No i na tym samym oleju na pewno nie będzie jeździć przez 20 lat, ale po co się tym przejmować...
3,0
Układ jezdny
Mocne wspomaganie, przez co łatwo jest nim manewrować. Nieco przeszkadzać może bujanie na dołach, bo zawieszenie jest zestrojone miękko, jednak braku komfortu nie można mu zarzucić.
Całkiem nieźle trzyma się drogi, mimo przy gwałtownych manewrach. Ma też w sobie coś z pierwszych Porsche 911. Jak się wkurzy, to przechodzi z podsterowności w nadsterowność, ale da się go opanować.
Komfort
3,0
Widoczność
Szału nie ma.
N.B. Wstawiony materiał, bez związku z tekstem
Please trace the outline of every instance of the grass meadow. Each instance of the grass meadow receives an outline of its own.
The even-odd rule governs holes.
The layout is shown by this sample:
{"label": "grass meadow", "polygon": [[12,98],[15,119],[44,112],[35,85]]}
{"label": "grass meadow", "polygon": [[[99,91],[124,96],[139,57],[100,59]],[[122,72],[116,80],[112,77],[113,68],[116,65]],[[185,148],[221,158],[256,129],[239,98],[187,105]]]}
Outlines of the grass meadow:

Co prawda, duże przeszklone powierzchnie pozwalają dobrze obserwować sytuację na drodze, ale nieco gorzej jest przy parkowaniu.
Maska dość mocno opada, więc trzeba dobrze czuć samochód.
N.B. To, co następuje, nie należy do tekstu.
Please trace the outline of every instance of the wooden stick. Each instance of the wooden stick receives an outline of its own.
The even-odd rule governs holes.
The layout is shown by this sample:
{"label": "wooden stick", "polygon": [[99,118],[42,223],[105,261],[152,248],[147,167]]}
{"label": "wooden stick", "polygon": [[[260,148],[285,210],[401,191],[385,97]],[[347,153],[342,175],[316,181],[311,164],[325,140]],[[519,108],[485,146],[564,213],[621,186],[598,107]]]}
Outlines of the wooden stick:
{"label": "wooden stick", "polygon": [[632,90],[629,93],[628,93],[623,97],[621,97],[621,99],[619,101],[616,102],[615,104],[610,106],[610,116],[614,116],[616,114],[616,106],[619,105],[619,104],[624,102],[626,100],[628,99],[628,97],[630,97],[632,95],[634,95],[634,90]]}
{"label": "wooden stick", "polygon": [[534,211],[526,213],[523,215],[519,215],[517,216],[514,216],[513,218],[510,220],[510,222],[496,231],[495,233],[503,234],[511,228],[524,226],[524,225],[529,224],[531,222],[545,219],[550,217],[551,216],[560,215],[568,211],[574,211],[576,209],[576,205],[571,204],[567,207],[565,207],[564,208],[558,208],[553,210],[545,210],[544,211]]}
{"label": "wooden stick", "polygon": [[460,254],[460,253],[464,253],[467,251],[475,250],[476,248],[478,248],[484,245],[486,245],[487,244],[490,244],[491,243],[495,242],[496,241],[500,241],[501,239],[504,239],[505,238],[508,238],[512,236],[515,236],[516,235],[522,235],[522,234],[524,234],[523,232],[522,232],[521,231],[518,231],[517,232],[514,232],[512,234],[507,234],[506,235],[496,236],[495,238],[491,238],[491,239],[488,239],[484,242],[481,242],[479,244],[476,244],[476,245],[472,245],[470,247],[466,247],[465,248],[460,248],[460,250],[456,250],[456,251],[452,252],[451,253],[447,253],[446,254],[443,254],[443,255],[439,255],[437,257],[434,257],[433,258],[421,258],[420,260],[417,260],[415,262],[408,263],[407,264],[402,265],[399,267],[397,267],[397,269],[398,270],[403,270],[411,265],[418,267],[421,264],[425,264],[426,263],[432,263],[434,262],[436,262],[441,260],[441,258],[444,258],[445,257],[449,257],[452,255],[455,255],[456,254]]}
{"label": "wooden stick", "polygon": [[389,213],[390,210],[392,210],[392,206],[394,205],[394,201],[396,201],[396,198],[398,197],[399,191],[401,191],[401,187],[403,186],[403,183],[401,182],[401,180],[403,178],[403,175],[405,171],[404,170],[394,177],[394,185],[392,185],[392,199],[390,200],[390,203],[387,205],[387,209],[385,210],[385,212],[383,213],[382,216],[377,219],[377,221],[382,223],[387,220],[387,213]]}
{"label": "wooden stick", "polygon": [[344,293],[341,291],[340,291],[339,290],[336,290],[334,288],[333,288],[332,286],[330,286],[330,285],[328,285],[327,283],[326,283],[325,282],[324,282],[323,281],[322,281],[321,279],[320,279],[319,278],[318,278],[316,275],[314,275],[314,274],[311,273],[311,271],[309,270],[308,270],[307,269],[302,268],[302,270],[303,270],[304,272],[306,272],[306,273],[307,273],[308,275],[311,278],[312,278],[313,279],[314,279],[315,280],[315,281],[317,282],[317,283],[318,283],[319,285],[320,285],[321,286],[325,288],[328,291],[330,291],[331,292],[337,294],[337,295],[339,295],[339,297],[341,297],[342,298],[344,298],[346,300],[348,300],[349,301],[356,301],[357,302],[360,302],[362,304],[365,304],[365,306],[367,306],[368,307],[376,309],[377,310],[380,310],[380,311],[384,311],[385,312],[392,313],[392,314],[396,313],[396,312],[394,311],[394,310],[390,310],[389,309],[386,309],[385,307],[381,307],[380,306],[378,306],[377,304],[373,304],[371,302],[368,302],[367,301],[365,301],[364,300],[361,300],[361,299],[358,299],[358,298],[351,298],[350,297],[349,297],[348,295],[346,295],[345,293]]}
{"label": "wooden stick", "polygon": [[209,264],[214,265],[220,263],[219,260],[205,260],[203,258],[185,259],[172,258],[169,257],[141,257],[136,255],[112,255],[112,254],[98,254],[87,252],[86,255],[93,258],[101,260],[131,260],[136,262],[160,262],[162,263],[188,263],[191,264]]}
Tył samochodu jest sens obserwować tylko przez lusterka- przez tylną szybę nie widać klapy bagażnika, która na szczęście jest krótka.
Reasumując- da się zaparkować \"na czuja.\"
5,0
Ergonomia
Mało przełączników i wszystkie tam gdzie się ich można spodziewać. Nieco egzotyczna jest dźwignia skrzyni biegów w kierownicy, przez co wycieraczki i kierunkowskazy obsługuje się jedną dźwigienką. Nie sądzę, by to był jakiś problem, osobiście dla mnie jest to lepsze rozwiązanie, niż dwie oddzielne.
5,0
Wentylacja i ogrzewanie
Zarówno wentylacją i ogrzewanie są świetne. Klimatyzację trzeba co chwilę wyłączać bo w aucie robi się naprawdę zimno, nawet jak ustawi się ją na niskich biegach sprężarki i nawiewu. Ponadto zadbana nie sprawia żadnych kłopotów.
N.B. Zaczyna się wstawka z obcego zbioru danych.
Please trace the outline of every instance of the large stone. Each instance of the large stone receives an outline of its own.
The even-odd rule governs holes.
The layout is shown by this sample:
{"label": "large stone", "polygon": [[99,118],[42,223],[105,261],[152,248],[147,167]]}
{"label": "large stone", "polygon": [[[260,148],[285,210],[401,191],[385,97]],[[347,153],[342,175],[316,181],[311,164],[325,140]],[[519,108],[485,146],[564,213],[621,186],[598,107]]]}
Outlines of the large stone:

Jak i w lato się nie ugotujemy tak i w zimie nie zmarzniemy. Duży silnik, więc z nawiewów szybko leci ciepłe powietrze.
4,0
Przestrzeń dla kierowcy i pasażerów
Szczerze? Zależy od ustawienia foteli. Jeżeli są ustawione \"optymalnie\" dla pasażerów przedniego i tylnego rzędu, to jest...średnio. Jeśli natomiast jedziemy w pojedynkę i odsuniemy fotele maksymalnie do tyłu, można się rozsiąść jak afroamerykanin. A i tak ktoś się za nami zmieści, mimo, że nie będzie w aż tak komfortowych warunkach.
Ciekawostka- auto można, a wręcz należałoby zarejestrować na 6 osób. Przedni podłokietnik składa się z dwóch części, gdy je podniesiemy nasze oczy ujrzą pasy bezpieczeństwa (biodrowe).
4,0
Wyciszenie
Nie jest źle, da się rozmawiać bez podnoszenia głosu nawet przy wysokich prędkościach. Wbrew pozorom Taurus ma opływową karoserię, przez co nie doskwiera tak mocno szum powietrza. Słychać za to, i to mocno, opony. Ale jak wiadomo, zależy to od ich producenta, modelu, itd., itp.
Ekonomiczność
2,0
Łatwość utrzymania (pod względem kosztów)
No tak, jak nie jesteś szejkiem naftowym możesz mieć ciężko się z tym pogodzić. 12 litrów na 100 km to optymistyczna wersja. Spory silnik i duża masa nie zapowiadają niskiego spalania, więc należy pogodzić się z co najmniej 15 l/100 km w trasie, w mieście można bez trudu przekroczyć 20. Nie powiem już o wdepnięciu pedału w podłogę, bo wtedy wartości robią się...hmmm...wysokie.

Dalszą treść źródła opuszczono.